Datashift enhancement

Stefan
Administrator

Posts: 990

Datashift enhancement Jan 7, 2023 5:20:45 GMT -5

Quote

Post by Stefan on Jan 7, 2023 5:20:45 GMT -5

George,

There's always been an issue with "Datashift" - even back in the ISPF/PDF days.

It reduces (or increases) multiple blanks to the right of the changed string in a non-smart way.

90% of the time, this is exactly what the user wants.

Problem occur when there is a quoted string which include one or more consquetive blanks to the right of the changed string.

An innocent CHANGE ALL .... command can quickly mess up your code in this situation, especially as it changes occurences 'not within in view'.

Stepping through afterwards to check every changed entry doesn't help because the user probably won't notice that a " " as reduced to " ".

So you cannot reliably use CHANGE ALL without risk, unless you manually step through via RCHANGE.

What would it take for SPFLite to consider a quoted string as a "single object" on a line and not compress/expand multiple blanks within?

George
Administrator

Posts: 4,057

Datashift enhancement Jan 7, 2023 11:18:44 GMT -5

Quote

Post by George on Jan 7, 2023 11:18:44 GMT -5

Stefan: Not too hard actually, but it still leaves a very slight 'gap' where accidental changes might happen.

The quoted string (using any of the 3 quotes ' " and `) must be AFTER the found string, and COMPLETE. i.e. both starting and ending quotes. Obviously if the found string is inside a quoted string, all bets are off.

I'll try and get a Beta out so you can test it and see if it works the way you expect.

George

Stefan
Administrator

Posts: 990

Datashift enhancement Jan 8, 2023 5:24:15 GMT -5 via mobile

Quote

Post by Stefan on Jan 8, 2023 5:24:15 GMT -5

George,

Thank you, that was quick action.
I'll download v23007 and will report back asap.

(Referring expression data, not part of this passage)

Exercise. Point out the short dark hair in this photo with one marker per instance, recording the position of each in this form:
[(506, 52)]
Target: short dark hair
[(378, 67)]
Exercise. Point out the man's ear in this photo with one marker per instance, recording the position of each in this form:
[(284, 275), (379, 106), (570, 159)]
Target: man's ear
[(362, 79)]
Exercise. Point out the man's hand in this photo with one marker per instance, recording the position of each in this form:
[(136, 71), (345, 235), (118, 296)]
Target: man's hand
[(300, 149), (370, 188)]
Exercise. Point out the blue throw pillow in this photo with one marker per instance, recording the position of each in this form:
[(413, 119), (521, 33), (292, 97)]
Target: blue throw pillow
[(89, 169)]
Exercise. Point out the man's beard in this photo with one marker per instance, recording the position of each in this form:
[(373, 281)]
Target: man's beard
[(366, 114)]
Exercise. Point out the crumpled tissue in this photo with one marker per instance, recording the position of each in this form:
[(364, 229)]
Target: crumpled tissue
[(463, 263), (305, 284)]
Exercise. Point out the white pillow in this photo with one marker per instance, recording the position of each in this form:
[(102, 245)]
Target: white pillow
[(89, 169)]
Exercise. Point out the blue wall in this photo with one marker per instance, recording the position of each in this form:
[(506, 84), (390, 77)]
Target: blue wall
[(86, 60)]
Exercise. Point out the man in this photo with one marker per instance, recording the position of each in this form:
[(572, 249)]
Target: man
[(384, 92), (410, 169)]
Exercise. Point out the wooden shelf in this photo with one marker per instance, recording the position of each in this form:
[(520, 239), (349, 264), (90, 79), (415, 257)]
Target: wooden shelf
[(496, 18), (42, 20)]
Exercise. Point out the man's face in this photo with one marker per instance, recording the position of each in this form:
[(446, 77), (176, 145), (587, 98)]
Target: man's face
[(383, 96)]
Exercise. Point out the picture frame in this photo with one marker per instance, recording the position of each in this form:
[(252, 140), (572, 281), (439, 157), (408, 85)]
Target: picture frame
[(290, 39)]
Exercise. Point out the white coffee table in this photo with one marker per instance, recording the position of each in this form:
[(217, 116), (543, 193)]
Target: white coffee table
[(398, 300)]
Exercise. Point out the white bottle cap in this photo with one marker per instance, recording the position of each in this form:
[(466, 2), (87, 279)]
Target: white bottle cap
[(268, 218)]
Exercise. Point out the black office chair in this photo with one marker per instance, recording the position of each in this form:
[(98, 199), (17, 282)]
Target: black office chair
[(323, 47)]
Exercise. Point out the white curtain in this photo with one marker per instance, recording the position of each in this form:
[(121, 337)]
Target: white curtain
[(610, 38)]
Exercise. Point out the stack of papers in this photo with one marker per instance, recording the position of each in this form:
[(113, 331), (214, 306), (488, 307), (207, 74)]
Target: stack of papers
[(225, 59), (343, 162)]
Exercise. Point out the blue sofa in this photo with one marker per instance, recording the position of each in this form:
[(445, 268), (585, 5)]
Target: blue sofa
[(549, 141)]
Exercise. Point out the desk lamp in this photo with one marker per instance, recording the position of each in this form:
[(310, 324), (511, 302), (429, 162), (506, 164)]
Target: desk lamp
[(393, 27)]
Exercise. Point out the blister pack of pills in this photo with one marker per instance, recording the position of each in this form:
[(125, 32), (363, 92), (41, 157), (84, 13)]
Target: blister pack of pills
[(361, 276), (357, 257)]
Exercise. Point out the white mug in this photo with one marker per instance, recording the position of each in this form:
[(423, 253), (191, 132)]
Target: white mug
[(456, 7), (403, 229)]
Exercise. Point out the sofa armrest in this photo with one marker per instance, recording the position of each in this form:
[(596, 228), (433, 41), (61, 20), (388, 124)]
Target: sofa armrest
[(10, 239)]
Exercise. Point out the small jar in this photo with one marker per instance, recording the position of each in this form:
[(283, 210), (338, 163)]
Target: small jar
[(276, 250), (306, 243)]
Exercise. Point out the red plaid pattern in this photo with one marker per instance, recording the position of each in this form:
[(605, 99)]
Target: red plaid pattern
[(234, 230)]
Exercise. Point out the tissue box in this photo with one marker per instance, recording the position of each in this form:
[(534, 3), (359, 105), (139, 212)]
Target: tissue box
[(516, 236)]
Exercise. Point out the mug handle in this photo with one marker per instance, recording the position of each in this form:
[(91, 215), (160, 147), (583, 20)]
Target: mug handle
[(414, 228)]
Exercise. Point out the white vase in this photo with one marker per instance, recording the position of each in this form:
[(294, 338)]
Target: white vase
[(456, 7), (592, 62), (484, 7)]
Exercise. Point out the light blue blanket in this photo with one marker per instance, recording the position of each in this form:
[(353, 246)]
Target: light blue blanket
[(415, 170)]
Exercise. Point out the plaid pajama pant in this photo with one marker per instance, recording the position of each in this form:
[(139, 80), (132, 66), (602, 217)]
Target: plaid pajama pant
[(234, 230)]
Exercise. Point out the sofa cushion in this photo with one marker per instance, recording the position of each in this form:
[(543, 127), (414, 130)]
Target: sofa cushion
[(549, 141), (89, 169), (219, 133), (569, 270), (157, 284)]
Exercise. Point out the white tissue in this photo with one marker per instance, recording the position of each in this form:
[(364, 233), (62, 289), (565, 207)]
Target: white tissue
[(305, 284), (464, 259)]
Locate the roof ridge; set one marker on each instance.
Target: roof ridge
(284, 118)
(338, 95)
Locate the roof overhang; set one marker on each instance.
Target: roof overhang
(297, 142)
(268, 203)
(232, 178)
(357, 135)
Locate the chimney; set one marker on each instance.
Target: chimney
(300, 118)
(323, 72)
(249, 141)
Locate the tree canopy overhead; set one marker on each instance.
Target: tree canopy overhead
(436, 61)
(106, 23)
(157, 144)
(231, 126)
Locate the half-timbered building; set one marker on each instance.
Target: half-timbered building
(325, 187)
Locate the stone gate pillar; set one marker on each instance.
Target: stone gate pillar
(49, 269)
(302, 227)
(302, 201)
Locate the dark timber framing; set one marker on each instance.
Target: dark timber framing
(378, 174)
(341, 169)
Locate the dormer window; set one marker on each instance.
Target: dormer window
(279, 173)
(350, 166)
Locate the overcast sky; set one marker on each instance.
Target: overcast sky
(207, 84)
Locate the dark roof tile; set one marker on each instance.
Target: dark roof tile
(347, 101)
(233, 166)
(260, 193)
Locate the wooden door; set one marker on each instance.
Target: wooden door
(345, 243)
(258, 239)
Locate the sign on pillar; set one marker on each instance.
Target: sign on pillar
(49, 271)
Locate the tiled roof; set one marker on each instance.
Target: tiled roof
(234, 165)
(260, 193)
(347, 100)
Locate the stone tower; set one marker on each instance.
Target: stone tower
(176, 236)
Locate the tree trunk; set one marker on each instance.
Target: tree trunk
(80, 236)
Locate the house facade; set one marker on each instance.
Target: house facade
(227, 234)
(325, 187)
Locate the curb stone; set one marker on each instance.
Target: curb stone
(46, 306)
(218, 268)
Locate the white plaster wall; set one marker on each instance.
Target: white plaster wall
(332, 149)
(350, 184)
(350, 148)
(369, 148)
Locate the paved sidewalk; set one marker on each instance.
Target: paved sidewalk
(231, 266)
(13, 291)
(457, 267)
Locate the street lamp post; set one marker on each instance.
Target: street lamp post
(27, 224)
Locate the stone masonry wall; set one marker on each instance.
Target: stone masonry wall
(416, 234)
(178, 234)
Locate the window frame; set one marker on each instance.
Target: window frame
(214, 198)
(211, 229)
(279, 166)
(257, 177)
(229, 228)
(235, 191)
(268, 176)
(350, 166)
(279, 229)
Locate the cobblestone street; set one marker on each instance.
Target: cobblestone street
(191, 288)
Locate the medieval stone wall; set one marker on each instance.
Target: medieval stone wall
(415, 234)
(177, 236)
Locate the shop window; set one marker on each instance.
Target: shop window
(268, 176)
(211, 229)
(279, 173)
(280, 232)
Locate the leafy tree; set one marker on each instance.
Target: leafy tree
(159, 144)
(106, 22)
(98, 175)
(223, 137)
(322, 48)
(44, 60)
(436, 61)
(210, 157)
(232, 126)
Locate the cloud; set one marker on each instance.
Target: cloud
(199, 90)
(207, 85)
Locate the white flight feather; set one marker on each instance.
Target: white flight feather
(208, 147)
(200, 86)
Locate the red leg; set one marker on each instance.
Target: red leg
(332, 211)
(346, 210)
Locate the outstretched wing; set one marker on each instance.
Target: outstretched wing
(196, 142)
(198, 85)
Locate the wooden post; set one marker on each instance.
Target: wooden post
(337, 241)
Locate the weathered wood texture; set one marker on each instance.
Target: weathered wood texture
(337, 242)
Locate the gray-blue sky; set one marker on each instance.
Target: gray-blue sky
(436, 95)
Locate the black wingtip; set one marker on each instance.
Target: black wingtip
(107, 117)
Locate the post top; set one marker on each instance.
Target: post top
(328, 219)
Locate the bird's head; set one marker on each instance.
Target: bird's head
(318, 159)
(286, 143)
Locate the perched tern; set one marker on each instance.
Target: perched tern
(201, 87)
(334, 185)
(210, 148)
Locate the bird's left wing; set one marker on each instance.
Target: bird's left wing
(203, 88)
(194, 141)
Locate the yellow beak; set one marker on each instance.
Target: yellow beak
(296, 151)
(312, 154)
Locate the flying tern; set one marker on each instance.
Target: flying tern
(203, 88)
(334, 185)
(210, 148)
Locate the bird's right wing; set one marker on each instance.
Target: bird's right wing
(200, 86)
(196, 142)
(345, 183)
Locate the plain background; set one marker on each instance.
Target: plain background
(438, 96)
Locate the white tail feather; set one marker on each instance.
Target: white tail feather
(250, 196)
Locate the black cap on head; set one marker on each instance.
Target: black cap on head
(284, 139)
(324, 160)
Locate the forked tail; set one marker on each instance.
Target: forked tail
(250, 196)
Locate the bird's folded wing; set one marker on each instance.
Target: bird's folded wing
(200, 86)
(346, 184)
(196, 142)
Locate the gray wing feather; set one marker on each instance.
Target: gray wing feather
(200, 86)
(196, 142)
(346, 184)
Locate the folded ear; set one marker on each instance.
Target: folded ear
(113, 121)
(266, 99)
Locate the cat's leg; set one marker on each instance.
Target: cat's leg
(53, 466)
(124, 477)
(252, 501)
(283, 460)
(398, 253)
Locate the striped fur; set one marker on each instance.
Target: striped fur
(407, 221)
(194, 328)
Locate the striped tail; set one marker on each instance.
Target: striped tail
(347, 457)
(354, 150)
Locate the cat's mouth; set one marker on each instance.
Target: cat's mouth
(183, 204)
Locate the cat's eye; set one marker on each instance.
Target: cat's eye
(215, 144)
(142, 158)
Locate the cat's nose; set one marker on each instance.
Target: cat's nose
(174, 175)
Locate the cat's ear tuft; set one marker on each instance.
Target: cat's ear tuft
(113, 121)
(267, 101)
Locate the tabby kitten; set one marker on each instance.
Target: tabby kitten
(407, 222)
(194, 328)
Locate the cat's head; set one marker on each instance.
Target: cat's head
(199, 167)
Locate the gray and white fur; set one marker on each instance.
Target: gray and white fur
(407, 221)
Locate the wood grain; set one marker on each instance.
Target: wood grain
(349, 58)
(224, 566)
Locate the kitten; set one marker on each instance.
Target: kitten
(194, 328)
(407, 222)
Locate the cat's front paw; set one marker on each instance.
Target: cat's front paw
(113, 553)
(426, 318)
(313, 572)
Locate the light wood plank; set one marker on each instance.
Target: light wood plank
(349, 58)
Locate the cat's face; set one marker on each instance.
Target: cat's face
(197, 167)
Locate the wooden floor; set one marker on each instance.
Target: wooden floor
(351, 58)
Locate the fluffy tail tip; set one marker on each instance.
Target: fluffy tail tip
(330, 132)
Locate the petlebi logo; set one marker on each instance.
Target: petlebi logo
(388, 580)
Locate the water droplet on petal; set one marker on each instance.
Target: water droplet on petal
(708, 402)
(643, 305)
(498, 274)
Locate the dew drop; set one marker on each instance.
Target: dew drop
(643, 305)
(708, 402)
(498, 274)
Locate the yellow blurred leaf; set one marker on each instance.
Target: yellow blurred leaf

I understand the limitations you describe.

Question...
Does your change apply to "DS logic" in general or the CHANGE command in particular?
For instance, does it also work with >>, << line commands and/or the (Datashift) insert primitive?

George
Administrator

Posts: 4,057

Datashift enhancement Jan 8, 2023 10:04:38 GMT -5

Quote

Post by George on Jan 8, 2023 10:04:38 GMT -5

Stefan: Right now just CHANGE, I'd like your comments before adding to the other ones.

George

[UPDATE]

Had a look, the > >> and < << line commands should be fine. Robert wrote that chunk of code, did his usual fine job.

The KB primitive I'll look after.

[/UPDATE]

Last Edit: Jan 8, 2023 11:11:54 GMT -5 by George

Robert Graduate Member Posts: 3,151	Datashift enhancement Jan 8, 2023 11:55:04 GMT -5 Quote Select Post Deselect Post Link to Post Member Give Gift Back to Top Post by Robert on Jan 8, 2023 11:55:04 GMT -5 Too bad you didn't ask me.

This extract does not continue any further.